This man was very beautiful in body and very devoted to hard work and very acute, very courageous in judgement and very ambitious and very adventurous and very concerned for the divine; also very restrained as regards the pleasures of the body, but very keen on what judgement commended; very clever at discerning what was necessary, even when it was yet unclear, very successful in inferring from observations what was likely to follow, and very skilled at marshalling and equipping an army.[2]

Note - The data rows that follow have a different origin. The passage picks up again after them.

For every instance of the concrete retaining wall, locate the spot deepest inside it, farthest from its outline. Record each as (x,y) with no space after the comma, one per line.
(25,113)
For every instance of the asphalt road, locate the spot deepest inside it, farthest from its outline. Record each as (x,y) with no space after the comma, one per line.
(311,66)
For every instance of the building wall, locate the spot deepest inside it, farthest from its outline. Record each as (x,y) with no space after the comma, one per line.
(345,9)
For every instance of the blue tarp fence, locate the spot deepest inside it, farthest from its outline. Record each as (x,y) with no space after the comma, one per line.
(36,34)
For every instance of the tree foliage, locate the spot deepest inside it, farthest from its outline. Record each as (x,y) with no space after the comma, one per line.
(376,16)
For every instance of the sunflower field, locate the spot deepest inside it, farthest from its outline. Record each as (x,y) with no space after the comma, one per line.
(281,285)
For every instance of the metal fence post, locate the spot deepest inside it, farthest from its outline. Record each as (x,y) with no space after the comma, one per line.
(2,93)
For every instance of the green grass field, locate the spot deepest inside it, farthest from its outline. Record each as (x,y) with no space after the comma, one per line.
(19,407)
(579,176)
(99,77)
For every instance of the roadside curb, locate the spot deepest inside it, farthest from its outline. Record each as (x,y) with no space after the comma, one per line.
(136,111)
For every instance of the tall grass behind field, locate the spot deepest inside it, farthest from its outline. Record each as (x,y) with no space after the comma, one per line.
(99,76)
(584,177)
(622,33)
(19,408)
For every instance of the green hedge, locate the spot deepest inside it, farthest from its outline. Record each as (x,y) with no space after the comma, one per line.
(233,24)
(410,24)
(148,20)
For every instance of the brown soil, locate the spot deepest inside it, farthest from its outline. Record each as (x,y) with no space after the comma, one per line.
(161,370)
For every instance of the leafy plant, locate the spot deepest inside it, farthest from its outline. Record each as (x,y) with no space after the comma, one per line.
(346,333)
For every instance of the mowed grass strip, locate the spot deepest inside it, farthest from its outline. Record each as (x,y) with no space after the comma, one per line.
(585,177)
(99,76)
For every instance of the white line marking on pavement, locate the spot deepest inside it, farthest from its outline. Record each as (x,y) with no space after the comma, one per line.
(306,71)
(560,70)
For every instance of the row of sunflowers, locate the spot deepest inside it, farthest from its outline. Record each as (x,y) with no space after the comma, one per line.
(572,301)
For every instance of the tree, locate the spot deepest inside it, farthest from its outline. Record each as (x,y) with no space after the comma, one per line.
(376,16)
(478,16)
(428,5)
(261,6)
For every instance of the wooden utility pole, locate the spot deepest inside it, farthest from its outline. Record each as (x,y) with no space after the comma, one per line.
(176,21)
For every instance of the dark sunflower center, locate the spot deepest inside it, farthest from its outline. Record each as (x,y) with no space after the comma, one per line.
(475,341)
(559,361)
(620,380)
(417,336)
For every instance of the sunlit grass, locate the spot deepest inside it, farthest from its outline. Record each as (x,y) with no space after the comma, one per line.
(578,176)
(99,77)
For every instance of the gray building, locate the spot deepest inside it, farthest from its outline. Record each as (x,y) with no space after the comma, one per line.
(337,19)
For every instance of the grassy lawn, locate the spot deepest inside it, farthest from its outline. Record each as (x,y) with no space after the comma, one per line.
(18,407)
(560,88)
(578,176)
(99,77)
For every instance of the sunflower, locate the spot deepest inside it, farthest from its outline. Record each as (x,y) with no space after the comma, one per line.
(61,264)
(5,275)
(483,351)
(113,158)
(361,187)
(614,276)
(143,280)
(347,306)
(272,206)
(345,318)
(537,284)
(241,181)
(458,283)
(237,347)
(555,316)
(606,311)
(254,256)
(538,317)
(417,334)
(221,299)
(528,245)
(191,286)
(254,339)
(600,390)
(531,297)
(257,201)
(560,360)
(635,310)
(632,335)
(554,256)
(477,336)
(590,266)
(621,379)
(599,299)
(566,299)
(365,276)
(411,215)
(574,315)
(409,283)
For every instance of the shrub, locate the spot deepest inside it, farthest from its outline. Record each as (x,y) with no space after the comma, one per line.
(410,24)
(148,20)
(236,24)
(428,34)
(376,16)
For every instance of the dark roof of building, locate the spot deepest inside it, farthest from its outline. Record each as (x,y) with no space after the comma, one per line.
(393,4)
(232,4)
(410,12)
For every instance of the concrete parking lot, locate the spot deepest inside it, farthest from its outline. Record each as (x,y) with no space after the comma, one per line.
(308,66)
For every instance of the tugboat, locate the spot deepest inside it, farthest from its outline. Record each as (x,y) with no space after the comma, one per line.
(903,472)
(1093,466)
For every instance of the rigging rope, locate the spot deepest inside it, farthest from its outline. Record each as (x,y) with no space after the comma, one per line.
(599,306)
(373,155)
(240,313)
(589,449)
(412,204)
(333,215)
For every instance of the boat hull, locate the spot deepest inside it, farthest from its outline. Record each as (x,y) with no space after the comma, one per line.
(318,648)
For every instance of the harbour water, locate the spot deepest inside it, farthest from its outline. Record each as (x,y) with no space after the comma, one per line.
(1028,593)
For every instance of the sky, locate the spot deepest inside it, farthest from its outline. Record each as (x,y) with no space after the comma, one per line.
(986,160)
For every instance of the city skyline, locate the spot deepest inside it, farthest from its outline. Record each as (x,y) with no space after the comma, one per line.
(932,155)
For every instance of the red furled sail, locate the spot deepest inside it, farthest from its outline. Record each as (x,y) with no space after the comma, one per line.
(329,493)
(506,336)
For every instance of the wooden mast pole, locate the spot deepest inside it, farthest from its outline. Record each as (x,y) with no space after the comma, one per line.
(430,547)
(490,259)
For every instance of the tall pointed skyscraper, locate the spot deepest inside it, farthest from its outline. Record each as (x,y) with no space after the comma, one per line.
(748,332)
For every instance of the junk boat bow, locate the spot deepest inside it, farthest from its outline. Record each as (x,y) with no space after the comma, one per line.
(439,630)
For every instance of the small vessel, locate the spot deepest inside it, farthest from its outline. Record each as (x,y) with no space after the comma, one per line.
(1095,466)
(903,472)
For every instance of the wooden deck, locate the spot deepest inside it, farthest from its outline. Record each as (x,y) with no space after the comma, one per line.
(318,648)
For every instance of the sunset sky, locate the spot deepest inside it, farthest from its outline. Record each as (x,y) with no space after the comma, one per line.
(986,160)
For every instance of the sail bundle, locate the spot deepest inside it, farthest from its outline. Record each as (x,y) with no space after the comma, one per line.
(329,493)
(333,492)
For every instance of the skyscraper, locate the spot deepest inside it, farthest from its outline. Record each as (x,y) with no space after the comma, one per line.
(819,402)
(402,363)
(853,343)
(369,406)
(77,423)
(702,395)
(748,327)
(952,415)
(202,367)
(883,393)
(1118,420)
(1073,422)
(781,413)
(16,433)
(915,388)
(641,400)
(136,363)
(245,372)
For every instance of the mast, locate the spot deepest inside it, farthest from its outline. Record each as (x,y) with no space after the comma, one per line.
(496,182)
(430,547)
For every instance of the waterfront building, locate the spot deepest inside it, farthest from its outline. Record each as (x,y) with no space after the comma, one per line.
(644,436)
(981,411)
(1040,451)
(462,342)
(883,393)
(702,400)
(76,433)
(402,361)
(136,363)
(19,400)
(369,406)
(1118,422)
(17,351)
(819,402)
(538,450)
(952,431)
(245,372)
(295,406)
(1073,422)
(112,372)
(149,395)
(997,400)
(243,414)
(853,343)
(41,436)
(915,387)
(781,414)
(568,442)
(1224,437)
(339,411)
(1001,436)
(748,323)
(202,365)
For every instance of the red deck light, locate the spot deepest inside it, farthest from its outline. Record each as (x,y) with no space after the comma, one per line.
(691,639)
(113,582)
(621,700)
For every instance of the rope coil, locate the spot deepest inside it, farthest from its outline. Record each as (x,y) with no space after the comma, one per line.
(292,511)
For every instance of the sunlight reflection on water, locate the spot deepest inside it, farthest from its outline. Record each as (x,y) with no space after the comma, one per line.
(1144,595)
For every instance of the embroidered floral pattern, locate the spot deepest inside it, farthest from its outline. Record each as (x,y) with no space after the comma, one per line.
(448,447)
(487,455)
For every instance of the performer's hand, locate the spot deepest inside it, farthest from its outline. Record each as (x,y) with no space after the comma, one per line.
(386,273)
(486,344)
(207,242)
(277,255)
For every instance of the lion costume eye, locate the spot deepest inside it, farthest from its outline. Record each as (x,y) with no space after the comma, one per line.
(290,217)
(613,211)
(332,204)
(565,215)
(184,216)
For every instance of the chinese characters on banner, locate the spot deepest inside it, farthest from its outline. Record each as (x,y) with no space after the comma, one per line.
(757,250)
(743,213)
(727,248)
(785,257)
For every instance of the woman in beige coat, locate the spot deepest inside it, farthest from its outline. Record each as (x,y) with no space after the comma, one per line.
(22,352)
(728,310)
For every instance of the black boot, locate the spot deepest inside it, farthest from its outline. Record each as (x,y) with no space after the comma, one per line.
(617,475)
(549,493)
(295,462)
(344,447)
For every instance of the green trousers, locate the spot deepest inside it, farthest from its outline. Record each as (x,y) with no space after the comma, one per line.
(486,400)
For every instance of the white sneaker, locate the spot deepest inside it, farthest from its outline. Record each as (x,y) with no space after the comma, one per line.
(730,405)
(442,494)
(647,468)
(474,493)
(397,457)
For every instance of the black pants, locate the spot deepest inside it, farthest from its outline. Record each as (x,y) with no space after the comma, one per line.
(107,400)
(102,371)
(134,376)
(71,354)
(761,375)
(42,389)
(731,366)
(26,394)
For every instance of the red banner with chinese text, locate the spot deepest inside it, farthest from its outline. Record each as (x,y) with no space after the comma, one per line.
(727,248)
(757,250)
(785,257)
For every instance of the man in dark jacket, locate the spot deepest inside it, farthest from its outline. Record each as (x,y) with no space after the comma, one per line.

And he was very suited for every good. In addition he was moderate and god-fearing. For once, after he had become so angry with the Thebans that he enslaved its inhabitants and razed the city [itself] to its foundations, he did not make light of reverence to the gods concerning the capture of the city; no, he took especial care that there should not be an involuntary sin concerning the shrines and the [religious] precincts as a whole.[3]

[Note] that the grandiloquence of Alexander did not seem more like a kind of arrogance than confidence in danger.[4]

Alexander fell in love with Roxane, the daughter of Oxyartos the Bactrian, whom those serving with Alexander say was the most beautiful of the Asian women after the wife of Dareios. And [they say that] when he had seen her Alexander fell in love with her; and [that] although he was in love with her he did want to violate her as if she were a war captive, but did not think her unworthy to take in marriage. And I myself rather approve this action of Alexander and do not censure it. And then this wife of Dareios, who was called the most beautiful of the women in Asia, either he did make an amorous approach to her or he controlled himself, although he was young and at the very height of good fortune, when men do outrageous things. He respected her and spared her, showing much restraint, and at the same time ambition for good repute which was not misplaced. And there is a story going around, that Dareios' eunuch who guarded his wife ran back to him. And Dareios, when he saw him, first asked whether his daughters were alive and his sons and his wife and his mother. He learned they were alive, and that they were called queens, and about the care being taken of them and how his wife was behaving sensibly. At these things Dareios raised his hands to heaven and prayed thus: "O Zeus, king, to whom it was given to order the affairs of kings among men, guard my rule over the Persians and the Medes as you see fit. But if I myself cannot be king of Asia any more, then give my rule to no one but Alexander". Thus even enemies are not indifferent to virtuous deeds. Thus says Arrian.[5]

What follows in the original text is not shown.